KATİL SUUD VE İSRAİL REJİMLERİ MÜSLÜMAN KARDEŞLER HAREKETİ'NE NEDEN DÜŞMAN?

Suudi Arabistan Kibar al-'Ulama heyeti, bir açıklama yaparak, Müslüman Kardeşleri'i, kendi parti amaçlarını takip eden bir terör örgütü olarak ilan etti.

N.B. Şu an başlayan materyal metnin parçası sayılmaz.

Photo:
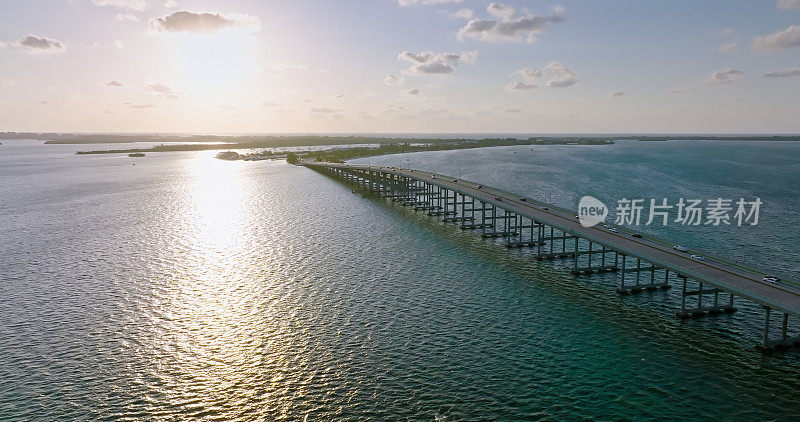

Kibar al-'Ulama heyeti, Müslüman Kardeşleri, tefrikacılık, fitnecilik, şiddet ve terörizmi desteklemekle suçladı. 

Görüntülenme: 1608 Tarih: 19 Kasım 2020 02:33
KATİL SUUD VE İSRAİL REJİMLERİ MÜSLÜMAN KARDEŞLER HAREKETİ'NE NEDEN DÜŞMAN?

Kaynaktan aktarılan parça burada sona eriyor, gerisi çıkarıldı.